Wie türkische Zeitungen berichten, hatte es in den Wochen vor der Festnahme der 11 türkischen Soldaten stille diplomatische Bemühungen der USA gegeben, die Türkei zum Rückzug ihrer rund 2000 Soldaten aus Nordirak zu bewegen. Die Türkei habe aber eine Auflösung der zwar nicht mehr aktiven und in KADEK umbenannten, aber noch immer existenten PKK-Truppe in Nordirak verlangt. Außerdem wollten sie eine schriftliche Zusicherung, dass die USA die Gründung eines kurdischen Staates in Nordirak verhindern. Washington war aber nur zu mündlichen Versicherungen zu bewegen.
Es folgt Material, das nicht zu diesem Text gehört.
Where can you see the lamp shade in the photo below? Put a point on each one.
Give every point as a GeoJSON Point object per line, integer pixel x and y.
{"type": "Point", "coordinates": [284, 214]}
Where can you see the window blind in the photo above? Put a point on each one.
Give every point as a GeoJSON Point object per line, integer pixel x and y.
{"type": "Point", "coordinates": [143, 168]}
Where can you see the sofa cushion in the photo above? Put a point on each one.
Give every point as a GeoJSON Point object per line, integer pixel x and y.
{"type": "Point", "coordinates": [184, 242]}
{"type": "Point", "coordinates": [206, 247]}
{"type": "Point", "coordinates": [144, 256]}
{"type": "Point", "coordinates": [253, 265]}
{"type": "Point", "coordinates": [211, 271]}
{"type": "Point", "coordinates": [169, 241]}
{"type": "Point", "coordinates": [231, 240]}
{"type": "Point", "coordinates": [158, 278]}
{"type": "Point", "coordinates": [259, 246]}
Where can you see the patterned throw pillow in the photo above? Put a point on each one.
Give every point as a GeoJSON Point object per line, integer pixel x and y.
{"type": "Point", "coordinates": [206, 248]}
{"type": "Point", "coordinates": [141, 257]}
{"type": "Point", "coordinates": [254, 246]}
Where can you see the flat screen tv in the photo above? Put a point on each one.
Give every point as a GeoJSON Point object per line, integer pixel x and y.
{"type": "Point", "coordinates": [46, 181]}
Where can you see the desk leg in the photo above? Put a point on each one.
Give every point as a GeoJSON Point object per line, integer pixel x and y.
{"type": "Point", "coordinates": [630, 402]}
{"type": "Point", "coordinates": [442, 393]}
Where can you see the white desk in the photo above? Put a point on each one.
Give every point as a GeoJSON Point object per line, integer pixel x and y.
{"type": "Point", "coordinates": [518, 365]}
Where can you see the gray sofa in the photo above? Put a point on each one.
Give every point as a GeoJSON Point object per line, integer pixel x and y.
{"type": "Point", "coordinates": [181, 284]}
Die USA drängen nach dem Fund des Plastiksprengstoffes nun nicht weniger als zuvor auf einen Abzug der Türken. In der Türkei schlagen andererseits wegen der Festnahme der Soldaten, die erst in der Nacht auf Montag in Bagdad freigelassen wurden, die emotionalen Wellen gegen die Amerikaner hoch. In dieser Situation wird es türkischen Politikern und selbst den Militärs schwer fallen, einfach aus dem Irak abzuziehen. Selbst wenn sie das wollten, was keineswegs sicher ist. Wie sich unter diesen Umständen die seit der Entscheidung des türkischen Parlaments gegen eine Nordfront im Krieg gegen Saddam Hussein stark gespannten Beziehungen zu Washington wieder entspannen sollen, steht in den Sternen. Dabei könnte demnächst noch Sprengstoff ganz anderer Art in den beiderseitigen Beziehungen hochgehen.

Wahrscheinlich im Herbst wird dem USA-Kongress ein Resolutionsentwurf vorliegen, der die damalige osmanische Türkei indirekt des Völkermordes an den Armeniern während des Ersten Weltkrieges bezichtigt. Ähnliche Resolutionen waren von den jeweiligen USA-Regierungen aus außenpolitischen Gründen immer verhindert worden. Diesmal wird der Entwurf auch von führenden Demokraten wie Hillary Clinton unterstützt. Ob sich angesichts armenischer Wählerstimmen bei den Präsidentenwahlen nächstes Jahr die Republikaner noch einmal für den Bündnispartner in Ankara quer legen, ist ungewiss. In der einen oder anderen Weise könnte dabei auch die Situation im Nordirak eine Rolle spielen.